Thread: out of memory for query result

out of memory for query result

From
Allen
Date:
I am trying to select a result set from a 2-table join, which should be
returning 5,045,358 rows. I receive this error:

     DBD::Pg::st execute failed: out of memory for query result

I am using Perl with DBI cursor (so i think) to retreive the data
(prepare, execute,  fetchrow_hashref, ..., finish). Perhaps either the
DBD or libpq or something is buffering the result and not passing
individual rows from the server (which runs on the same server as the
application).

I am using Postgres 7.4.7, under 4.11-RELEASE FreeBSD 4.11-RELEASE using
perl v5.8.6 and DBD-Pg-1.32_1.

Any suggestions on how to avoid this? Should i be using the API
differently with Perl?

Thanks,
Allen

Re: out of memory for query result

From
Martijn van Oosterhout
Date:
On Sat, Oct 22, 2005 at 03:46:18PM -0400, Allen wrote:
> I am trying to select a result set from a 2-table join, which should be
> returning 5,045,358 rows. I receive this error:
>
>     DBD::Pg::st execute failed: out of memory for query result

AFAIK, DBD:Pg never uses a cursor unless you ask it to. So you probably
want to code a loop like:

DECLARE CURSOR blah AS ...
while( FETCH 1000 )
{
  process rows...
}

If you don't use a cursor in the backend, then DBI will try to pull the
*entire* result and store it in memory, which is why you don't have
enough...

Hope this helps,
--
Martijn van Oosterhout   <kleptog@svana.org>   http://svana.org/kleptog/
> Patent. n. Genius is 5% inspiration and 95% perspiration. A patent is a
> tool for doing 5% of the work and then sitting around waiting for someone
> else to do the other 95% so you can sue them.

Attachment

Re: out of memory for query result

From
Allen Fair
Date:
 From my googling, it seems the Perl DBD driver for Postgres does *not*
support the cursor (see below). I hope someone can refute this!

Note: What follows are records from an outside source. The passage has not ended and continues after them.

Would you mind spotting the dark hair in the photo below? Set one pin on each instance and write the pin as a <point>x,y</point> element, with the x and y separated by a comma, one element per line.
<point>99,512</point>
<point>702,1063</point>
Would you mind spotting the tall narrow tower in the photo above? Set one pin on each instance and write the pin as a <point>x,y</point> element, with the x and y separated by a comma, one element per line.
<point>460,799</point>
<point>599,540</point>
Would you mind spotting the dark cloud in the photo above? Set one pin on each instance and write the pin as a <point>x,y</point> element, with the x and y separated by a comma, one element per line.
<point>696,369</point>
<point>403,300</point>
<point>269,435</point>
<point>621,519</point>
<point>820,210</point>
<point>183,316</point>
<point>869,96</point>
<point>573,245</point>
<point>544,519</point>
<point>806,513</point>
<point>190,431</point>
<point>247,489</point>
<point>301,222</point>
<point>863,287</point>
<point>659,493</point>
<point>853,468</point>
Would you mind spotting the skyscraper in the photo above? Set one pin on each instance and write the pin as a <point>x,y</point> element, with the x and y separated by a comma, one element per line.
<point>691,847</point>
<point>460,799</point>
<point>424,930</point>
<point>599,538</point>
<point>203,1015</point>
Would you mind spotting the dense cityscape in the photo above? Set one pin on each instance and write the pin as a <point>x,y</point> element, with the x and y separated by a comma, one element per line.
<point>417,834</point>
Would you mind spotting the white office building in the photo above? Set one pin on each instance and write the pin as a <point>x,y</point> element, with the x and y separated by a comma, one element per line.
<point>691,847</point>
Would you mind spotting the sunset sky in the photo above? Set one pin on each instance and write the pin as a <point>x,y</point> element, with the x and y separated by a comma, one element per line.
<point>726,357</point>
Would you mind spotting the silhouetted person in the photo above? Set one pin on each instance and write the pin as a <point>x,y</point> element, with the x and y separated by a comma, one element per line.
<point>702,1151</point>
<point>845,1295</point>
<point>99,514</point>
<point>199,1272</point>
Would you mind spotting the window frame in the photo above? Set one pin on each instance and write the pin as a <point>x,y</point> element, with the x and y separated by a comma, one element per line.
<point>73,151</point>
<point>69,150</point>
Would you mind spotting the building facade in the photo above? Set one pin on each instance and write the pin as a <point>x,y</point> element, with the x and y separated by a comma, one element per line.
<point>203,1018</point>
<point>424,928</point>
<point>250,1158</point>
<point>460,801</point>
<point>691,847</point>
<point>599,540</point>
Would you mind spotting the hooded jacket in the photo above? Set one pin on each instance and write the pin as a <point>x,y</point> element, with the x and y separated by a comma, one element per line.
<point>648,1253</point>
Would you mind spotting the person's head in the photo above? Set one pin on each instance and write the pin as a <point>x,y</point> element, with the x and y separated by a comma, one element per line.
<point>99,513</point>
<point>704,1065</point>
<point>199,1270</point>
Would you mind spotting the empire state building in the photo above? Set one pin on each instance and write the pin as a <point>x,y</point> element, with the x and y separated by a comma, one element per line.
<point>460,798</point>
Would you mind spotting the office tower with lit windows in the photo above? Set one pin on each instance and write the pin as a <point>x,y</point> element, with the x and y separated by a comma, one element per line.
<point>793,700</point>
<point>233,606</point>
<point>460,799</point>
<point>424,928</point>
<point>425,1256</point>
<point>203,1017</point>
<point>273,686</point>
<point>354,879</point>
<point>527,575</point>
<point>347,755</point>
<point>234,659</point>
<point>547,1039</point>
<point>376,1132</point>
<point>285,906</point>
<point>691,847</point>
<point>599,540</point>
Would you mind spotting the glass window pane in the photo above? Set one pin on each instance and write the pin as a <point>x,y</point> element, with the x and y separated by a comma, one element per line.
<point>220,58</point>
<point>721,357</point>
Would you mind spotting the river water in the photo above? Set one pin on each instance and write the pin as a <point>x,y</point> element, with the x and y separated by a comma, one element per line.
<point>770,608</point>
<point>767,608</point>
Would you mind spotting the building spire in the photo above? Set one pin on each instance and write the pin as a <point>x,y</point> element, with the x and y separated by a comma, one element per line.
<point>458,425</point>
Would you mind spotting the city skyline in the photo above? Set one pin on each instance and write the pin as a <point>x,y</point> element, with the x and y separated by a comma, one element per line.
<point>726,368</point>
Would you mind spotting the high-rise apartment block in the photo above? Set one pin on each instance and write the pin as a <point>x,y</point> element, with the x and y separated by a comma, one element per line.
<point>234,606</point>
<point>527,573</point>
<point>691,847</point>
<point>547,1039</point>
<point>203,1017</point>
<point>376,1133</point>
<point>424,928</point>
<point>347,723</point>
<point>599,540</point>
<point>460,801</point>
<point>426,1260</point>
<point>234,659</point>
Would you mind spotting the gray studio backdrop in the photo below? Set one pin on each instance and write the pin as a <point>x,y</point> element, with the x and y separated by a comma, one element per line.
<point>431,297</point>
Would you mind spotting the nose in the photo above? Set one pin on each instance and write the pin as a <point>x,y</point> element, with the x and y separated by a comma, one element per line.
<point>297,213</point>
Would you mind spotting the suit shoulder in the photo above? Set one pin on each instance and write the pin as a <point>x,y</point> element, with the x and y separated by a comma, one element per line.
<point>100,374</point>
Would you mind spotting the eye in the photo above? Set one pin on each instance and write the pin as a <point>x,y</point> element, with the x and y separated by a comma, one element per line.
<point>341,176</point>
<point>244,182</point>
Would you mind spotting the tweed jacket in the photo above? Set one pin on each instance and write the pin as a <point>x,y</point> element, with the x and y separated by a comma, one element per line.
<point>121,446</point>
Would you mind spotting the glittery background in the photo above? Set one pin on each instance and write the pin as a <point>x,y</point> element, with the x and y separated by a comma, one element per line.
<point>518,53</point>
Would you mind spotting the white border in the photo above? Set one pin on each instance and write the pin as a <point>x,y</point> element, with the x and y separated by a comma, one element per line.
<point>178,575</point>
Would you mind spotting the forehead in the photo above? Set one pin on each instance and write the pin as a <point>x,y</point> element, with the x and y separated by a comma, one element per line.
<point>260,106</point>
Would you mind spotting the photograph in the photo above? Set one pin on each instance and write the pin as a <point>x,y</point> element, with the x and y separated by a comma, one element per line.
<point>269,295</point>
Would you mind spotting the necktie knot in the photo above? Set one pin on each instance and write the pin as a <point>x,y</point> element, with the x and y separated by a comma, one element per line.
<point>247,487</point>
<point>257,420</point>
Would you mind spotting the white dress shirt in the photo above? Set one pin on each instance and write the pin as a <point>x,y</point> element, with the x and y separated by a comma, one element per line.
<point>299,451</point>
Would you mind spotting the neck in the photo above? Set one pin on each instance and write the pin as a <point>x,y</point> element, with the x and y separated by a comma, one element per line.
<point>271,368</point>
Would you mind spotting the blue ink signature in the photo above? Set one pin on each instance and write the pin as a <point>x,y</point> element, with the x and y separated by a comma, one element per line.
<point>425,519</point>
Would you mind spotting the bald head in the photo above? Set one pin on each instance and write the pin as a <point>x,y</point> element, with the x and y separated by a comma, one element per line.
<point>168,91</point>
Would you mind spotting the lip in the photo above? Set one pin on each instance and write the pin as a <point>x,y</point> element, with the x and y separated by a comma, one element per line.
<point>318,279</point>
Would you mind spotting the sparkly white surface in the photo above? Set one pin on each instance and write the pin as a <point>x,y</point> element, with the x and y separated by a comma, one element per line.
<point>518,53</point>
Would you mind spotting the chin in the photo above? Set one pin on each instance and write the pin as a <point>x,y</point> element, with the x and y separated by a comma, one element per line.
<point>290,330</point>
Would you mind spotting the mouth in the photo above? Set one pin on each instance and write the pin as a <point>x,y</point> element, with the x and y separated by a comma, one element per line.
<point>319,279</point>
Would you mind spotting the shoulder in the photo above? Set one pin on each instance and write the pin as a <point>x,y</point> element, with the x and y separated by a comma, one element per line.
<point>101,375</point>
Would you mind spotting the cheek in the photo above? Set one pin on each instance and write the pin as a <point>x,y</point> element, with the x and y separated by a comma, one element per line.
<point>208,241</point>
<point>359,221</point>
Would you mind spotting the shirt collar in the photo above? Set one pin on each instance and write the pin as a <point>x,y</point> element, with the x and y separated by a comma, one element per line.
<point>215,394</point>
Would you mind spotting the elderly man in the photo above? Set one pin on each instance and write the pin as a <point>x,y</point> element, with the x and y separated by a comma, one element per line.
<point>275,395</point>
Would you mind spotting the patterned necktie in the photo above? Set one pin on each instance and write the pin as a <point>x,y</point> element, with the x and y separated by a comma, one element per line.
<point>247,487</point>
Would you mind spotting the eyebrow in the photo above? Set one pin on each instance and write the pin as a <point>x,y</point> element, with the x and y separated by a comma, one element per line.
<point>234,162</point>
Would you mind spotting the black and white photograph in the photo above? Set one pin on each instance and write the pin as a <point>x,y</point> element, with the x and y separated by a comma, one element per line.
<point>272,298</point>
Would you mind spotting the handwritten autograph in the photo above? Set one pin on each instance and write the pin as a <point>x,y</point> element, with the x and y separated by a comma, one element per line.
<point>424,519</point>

I am otherwise looking for code to implement Postgres cursors in Perl. I
can not find the "DECLARE CURSOR" defined in the Perl DBI documentation
either. Thanks Martijn for your reply, it helped me dig deeper.

The following code does not work, but I'll keep trying! (I just added
the declare phrase.)
     $dbh = DBI->connect("DBI:Pg:dbname=$dbName;host=$host",
       $dbUser, $dbPassword,
       { RaiseError => 0, AutoCommit => 0, PrintError => 1 });
     $sth = $dbh->prepare("declare csr cursor for $sqlstatement");
     $sth->execute(@statement_parms) or die $DBI::errstr;
     while (my $hr = $sth->fetchrow_hashref) {
       # do something wonderful
     }
     $sth->finish();
DBD::Pg::st fetchrow_hashref failed: no statement executing

 From the DBD-Pg-1.32 module documentation on CPAN...
http://search.cpan.org/~rudy/DBD-Pg-1.32/Pg.pm#Cursors
"Although PostgreSQL has a cursor concept, it has *not* been used in the
current implementation. Cursors in PostgreSQL can only be used inside a
transaction block. Because only one transaction block at a time is
allowed, this would have implied the restriction, not to use any nested
SELECT statements. Hence the execute method fetches all data at once
into data structures located in the frontend application. This has to be
considered when selecting large amounts of data!"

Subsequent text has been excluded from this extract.